Oklahoma has improved its state health ranking according to the United Health Foundation, which released its annual “America’s Health Rankings” scorecard today. For overall health, Oklahoma is ranked 43rd in 2012. Over the last several years, Oklahoma’s ranking has ranged from 46th to 49th.
“Today’s rankings show that our efforts to increase access to health care, reduce infant mortality and promote healthy living in schools and workplaces are working. Oklahoma is moving in the right direction, getting people better care with better outcomes,” said Gov. Mary Fallin.
“Health is such an important issue in Oklahoma because it affects both our quality of life and our economy. For families, poor health can mean personal tragedy and medical bills that break the bank. For businesses, it means lower workforce productivity. That’s why it’s so important to continue this forward momentum. My thanks go out to all the Oklahomans who are working hard to get in shape, eat right, quit smoking, or teaching healthy living habits to their children. These are the kind of choices and behaviors that will ultimately make the most difference as we work together to improve the health of our state.”
“This year’s report marks a significant and dramatic improvement that we don’t take lightly,” said State Health Commissioner Dr. Terry Cline. “We recognize and support opportunities occurring within communities, businesses, organizations, faith-based groups and others in the private sector that help make the healthy choice the easy choice and ultimately improve the health status of all Oklahomans.”

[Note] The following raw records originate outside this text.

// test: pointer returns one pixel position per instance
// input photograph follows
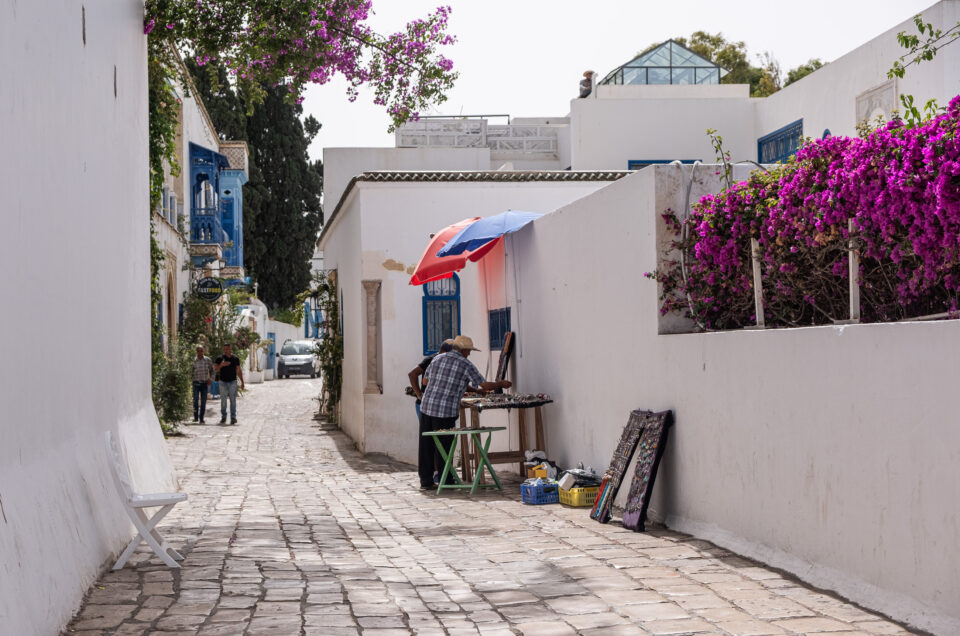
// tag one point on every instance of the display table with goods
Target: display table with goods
(480, 448)
(522, 403)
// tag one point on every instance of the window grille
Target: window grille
(780, 144)
(441, 312)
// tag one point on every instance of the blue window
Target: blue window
(499, 326)
(441, 312)
(780, 144)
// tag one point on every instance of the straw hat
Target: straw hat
(465, 343)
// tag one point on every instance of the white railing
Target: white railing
(443, 133)
(475, 133)
(523, 138)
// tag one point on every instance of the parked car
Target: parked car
(297, 357)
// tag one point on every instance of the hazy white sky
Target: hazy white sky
(525, 57)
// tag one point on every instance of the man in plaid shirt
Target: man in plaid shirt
(448, 376)
(202, 377)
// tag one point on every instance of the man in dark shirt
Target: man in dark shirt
(228, 366)
(421, 368)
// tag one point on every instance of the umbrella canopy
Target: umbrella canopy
(433, 267)
(485, 231)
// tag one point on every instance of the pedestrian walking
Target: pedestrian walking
(202, 377)
(228, 367)
(448, 377)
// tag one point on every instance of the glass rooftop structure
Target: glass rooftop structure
(669, 63)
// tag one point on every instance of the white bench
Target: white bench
(134, 503)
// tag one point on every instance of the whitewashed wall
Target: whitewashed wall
(74, 279)
(340, 165)
(380, 234)
(830, 452)
(659, 123)
(668, 122)
(827, 98)
(342, 252)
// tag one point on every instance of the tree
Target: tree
(281, 237)
(281, 207)
(764, 80)
(803, 70)
(921, 50)
(287, 44)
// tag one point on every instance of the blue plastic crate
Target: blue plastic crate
(539, 495)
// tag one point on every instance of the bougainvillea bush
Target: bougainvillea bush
(900, 186)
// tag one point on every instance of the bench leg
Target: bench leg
(146, 531)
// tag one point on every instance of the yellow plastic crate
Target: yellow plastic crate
(579, 497)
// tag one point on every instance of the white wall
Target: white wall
(74, 277)
(342, 252)
(827, 98)
(669, 122)
(665, 123)
(830, 452)
(392, 223)
(340, 165)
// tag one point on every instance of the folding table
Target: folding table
(480, 449)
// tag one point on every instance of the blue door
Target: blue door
(272, 351)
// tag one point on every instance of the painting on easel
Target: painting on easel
(508, 343)
(649, 452)
(618, 466)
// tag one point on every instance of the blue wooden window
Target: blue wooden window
(441, 312)
(780, 144)
(499, 326)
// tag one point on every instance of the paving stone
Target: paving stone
(103, 616)
(551, 628)
(808, 625)
(592, 621)
(684, 626)
(290, 530)
(749, 627)
(655, 611)
(584, 604)
(181, 622)
(615, 630)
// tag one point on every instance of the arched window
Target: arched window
(441, 312)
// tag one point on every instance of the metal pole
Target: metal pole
(757, 282)
(853, 262)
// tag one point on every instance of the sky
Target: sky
(525, 57)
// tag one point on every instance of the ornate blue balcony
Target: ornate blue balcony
(206, 228)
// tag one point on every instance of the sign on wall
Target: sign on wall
(209, 289)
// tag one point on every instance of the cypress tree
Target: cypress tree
(281, 200)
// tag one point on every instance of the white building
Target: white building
(838, 489)
(626, 125)
(198, 224)
(374, 239)
(75, 283)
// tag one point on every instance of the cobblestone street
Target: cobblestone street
(288, 530)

Health indicators scoring strongly for Oklahoma were improvements in the infant mortality rate, up-to-date immunization coverage for children 19 months to 35 months, a low incidence of infectious disease cases, an improvement in the percent of persons without health insurance, and an improvement in the percent of children under age 18 living in poverty.

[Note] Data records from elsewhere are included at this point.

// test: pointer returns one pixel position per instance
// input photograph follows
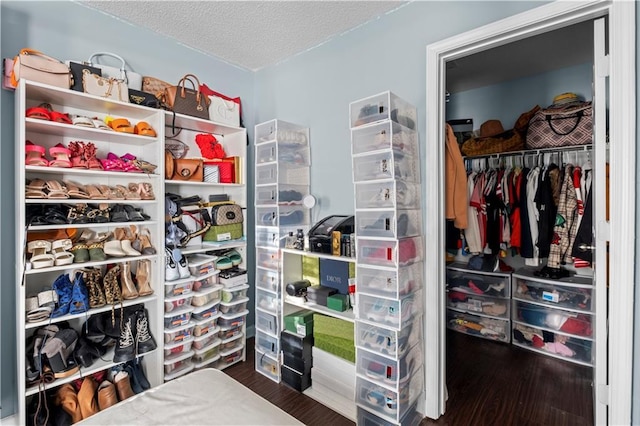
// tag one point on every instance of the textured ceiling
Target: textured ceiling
(249, 34)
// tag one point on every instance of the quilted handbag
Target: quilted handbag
(183, 100)
(570, 124)
(191, 169)
(226, 214)
(104, 87)
(33, 65)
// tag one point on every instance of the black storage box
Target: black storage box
(294, 379)
(296, 345)
(320, 236)
(300, 365)
(318, 294)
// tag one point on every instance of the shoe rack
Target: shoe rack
(63, 243)
(389, 260)
(282, 180)
(204, 327)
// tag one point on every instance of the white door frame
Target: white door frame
(622, 157)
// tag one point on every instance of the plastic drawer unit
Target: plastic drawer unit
(388, 223)
(383, 106)
(391, 372)
(385, 402)
(387, 135)
(386, 282)
(488, 328)
(391, 343)
(474, 303)
(390, 253)
(386, 165)
(387, 194)
(390, 312)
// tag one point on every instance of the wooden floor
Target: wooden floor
(489, 384)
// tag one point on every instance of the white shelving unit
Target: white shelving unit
(389, 255)
(223, 351)
(31, 281)
(282, 180)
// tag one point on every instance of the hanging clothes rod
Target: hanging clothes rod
(532, 151)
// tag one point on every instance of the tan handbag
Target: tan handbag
(109, 88)
(33, 65)
(191, 169)
(182, 100)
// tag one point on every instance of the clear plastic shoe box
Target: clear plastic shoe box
(390, 282)
(383, 106)
(387, 194)
(390, 223)
(386, 135)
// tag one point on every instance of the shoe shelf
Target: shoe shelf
(282, 161)
(49, 164)
(389, 258)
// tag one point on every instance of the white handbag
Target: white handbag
(224, 111)
(109, 88)
(132, 79)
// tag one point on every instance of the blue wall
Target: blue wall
(68, 30)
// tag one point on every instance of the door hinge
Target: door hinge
(603, 394)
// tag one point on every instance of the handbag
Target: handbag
(190, 169)
(182, 100)
(570, 124)
(154, 85)
(132, 79)
(35, 66)
(104, 87)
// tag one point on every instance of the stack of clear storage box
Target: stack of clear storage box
(282, 163)
(389, 260)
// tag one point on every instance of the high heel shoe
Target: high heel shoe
(129, 290)
(143, 272)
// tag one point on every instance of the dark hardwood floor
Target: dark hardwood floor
(489, 384)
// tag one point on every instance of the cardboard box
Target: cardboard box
(336, 274)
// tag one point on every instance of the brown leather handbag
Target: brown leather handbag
(182, 100)
(191, 169)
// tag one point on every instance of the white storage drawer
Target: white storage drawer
(385, 402)
(267, 322)
(392, 283)
(390, 223)
(491, 306)
(267, 279)
(384, 106)
(386, 165)
(391, 253)
(392, 372)
(384, 135)
(392, 343)
(389, 312)
(474, 325)
(387, 194)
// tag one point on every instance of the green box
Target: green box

On the downside, a high prevalence of smoking, sedentary lifestyle, obesity, diabetes, limited availability of primary care physicians, and a high rate of cardiovascular disease deaths continue to be health challenges for the state.
The United Health Foundation says new data methodology implemented for the 2012 report has caused it to retroactively calculate Oklahoma’s 2011 score, changing it from 48th to 46th. “While the late change in last year’s score for Oklahoma is a bit confusing, it is important to note that public health issues are complex and multifaceted and difficult to reduce to a simple overall ranking,” said Cline. “We view each year’s report as a status assessment of efforts in place that empower Oklahomans to make healthy choices.”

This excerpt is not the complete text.